Paul de Sinety a occupé les fonctions de directeur du département du livre et des savoirs à Culturesfrance. Il est actuellement délégué général de la langue française et aux langues de France du ministère de la Culture et responsable du commissariat général de l’exposition permanente sur la langue française, dans le cadre du projet de Villers-Cotterêts, Cité internationale de la langue française, qui doit ouvrir ses portes en mars 2022. 
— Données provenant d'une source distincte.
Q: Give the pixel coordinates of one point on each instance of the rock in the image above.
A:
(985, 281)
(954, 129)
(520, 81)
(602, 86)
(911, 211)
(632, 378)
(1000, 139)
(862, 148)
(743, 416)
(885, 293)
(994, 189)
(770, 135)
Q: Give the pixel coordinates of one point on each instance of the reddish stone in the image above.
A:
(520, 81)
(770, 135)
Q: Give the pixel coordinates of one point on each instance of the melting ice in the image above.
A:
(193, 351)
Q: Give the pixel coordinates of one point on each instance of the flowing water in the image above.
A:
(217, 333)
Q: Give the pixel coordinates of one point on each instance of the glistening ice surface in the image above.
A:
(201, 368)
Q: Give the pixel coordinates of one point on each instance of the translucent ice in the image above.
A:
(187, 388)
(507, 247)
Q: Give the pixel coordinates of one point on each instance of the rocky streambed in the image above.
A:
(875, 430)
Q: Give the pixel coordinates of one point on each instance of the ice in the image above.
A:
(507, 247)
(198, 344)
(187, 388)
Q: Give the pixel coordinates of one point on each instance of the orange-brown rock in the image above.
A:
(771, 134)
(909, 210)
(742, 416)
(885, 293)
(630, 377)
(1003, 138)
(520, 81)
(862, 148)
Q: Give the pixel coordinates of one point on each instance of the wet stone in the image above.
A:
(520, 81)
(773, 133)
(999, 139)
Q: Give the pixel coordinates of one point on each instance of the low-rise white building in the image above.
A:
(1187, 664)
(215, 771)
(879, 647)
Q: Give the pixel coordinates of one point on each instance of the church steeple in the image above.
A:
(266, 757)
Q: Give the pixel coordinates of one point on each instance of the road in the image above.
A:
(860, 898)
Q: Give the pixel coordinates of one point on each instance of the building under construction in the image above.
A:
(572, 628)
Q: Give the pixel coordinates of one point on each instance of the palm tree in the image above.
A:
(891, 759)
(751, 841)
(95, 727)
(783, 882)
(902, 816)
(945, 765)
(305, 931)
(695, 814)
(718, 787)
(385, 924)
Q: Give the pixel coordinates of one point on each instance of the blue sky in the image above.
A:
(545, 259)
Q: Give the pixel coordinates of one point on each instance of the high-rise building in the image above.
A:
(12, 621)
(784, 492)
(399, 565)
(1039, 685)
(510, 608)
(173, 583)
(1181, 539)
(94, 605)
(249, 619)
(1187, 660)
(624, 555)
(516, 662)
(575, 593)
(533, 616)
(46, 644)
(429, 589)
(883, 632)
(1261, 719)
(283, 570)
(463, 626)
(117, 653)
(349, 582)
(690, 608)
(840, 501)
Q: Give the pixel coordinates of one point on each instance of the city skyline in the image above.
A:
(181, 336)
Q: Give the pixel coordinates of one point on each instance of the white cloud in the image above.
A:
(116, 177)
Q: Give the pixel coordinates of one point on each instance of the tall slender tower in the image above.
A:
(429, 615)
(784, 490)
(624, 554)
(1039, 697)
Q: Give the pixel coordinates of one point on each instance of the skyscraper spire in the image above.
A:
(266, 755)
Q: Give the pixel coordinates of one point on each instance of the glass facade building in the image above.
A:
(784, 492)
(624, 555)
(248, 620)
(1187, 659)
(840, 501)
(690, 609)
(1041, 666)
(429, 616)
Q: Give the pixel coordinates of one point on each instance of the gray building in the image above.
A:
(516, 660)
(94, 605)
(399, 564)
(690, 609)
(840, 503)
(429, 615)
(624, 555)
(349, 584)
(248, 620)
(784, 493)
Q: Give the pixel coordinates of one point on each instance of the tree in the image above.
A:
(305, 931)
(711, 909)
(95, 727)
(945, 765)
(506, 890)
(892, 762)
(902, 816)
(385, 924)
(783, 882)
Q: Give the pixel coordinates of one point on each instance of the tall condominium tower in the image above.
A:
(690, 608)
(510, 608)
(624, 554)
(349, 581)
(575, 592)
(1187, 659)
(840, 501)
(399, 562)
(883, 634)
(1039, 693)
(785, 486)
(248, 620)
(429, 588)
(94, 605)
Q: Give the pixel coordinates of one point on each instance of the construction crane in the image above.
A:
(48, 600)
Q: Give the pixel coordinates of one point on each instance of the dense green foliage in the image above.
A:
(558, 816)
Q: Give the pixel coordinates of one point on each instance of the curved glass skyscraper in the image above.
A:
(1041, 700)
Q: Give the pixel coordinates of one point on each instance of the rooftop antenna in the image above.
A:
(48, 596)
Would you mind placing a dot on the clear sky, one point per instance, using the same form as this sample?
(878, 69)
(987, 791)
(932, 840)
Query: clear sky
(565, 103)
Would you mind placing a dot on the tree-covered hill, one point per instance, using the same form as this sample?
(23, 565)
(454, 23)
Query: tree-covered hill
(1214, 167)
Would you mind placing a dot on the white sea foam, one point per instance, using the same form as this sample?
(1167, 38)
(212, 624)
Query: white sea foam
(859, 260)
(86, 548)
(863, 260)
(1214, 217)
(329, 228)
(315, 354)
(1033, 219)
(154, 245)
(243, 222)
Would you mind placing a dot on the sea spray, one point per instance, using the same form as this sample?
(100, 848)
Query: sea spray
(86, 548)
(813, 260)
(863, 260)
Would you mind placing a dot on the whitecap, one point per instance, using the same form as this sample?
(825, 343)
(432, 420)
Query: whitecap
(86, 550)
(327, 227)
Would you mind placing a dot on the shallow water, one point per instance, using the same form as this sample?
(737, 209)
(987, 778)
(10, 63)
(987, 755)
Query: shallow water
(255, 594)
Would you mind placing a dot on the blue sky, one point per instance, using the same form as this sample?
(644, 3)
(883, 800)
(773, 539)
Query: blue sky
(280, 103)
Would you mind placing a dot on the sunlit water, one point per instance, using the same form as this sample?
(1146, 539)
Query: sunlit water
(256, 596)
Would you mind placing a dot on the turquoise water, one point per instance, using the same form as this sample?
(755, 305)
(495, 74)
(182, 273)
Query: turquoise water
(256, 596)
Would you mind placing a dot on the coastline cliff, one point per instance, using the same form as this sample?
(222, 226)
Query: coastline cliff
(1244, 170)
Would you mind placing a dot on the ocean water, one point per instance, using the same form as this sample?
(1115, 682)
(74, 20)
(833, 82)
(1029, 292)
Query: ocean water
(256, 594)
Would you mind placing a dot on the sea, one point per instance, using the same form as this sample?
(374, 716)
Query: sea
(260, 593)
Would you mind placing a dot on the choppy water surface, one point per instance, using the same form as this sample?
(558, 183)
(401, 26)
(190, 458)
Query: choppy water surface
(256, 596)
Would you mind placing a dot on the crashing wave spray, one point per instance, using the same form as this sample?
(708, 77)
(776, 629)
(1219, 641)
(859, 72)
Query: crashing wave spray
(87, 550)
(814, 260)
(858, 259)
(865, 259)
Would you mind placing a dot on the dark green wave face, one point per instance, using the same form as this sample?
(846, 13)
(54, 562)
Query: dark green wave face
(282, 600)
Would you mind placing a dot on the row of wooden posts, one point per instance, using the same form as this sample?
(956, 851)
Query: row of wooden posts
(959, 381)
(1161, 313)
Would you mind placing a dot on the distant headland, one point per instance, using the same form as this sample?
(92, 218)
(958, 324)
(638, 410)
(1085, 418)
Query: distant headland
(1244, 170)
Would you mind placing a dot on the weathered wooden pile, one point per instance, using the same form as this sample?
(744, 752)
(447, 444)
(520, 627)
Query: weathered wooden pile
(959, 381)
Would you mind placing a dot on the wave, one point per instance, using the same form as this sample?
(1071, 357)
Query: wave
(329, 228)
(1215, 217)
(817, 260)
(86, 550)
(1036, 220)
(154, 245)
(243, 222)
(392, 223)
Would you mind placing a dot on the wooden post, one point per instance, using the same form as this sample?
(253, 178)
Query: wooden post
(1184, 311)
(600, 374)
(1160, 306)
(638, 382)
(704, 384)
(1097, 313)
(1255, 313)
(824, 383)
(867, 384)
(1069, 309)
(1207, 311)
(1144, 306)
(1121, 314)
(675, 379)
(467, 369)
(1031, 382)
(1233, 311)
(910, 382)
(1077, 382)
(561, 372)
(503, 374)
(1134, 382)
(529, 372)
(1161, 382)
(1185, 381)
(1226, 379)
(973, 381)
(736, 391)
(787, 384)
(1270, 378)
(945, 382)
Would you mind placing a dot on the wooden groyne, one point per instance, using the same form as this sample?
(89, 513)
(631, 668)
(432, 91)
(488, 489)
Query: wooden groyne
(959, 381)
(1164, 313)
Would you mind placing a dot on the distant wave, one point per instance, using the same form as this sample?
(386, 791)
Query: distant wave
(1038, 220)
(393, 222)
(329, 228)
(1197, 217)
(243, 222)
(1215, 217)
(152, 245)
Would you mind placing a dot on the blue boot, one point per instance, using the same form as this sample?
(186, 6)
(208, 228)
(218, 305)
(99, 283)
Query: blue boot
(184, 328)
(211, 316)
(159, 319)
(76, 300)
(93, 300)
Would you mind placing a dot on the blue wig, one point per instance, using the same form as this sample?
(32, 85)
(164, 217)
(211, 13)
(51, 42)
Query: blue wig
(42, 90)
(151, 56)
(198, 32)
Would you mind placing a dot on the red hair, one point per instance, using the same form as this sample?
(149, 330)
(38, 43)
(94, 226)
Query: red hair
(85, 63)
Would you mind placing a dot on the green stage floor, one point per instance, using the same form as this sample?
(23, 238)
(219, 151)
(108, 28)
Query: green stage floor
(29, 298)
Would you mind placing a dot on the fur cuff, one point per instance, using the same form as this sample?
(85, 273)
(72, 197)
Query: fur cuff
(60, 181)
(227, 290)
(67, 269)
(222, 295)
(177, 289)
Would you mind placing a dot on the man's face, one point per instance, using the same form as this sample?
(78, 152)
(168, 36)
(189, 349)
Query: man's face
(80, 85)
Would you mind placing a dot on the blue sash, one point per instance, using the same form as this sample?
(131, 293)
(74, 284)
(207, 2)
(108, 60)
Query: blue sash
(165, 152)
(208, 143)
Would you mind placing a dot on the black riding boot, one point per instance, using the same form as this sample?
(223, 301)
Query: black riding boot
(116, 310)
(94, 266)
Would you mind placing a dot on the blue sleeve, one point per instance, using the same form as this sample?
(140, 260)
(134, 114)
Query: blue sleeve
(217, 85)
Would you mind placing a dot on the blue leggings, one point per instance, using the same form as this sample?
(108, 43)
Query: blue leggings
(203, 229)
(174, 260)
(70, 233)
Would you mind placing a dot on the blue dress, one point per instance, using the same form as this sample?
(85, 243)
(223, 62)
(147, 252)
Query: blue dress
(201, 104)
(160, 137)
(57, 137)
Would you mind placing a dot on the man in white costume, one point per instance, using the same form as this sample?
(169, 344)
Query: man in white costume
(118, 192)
Et Charles Baud, doctorant en histoire du droit à l’université Paris 2 Panthéon-Assas. Sa thèse, intitulée L’ordonnance de Villers-Cotterêts (1539) et sa réception jusqu’aux codifications napoléoniennes, est co-dirigée par Franck Roumy (Université Paris II) et Patrick Arabeyre (École des Chartes).

 

 

 

*L'Ouvroir de littérature potentielle, généralement désigné par son acronyme OuLiPo (ou Oulipo), est un groupe de littérature inventive et innovante. Il a pour but de découvrir de nouvelles potentialités du langage et de moderniser l’expression à travers des jeux d’écriture.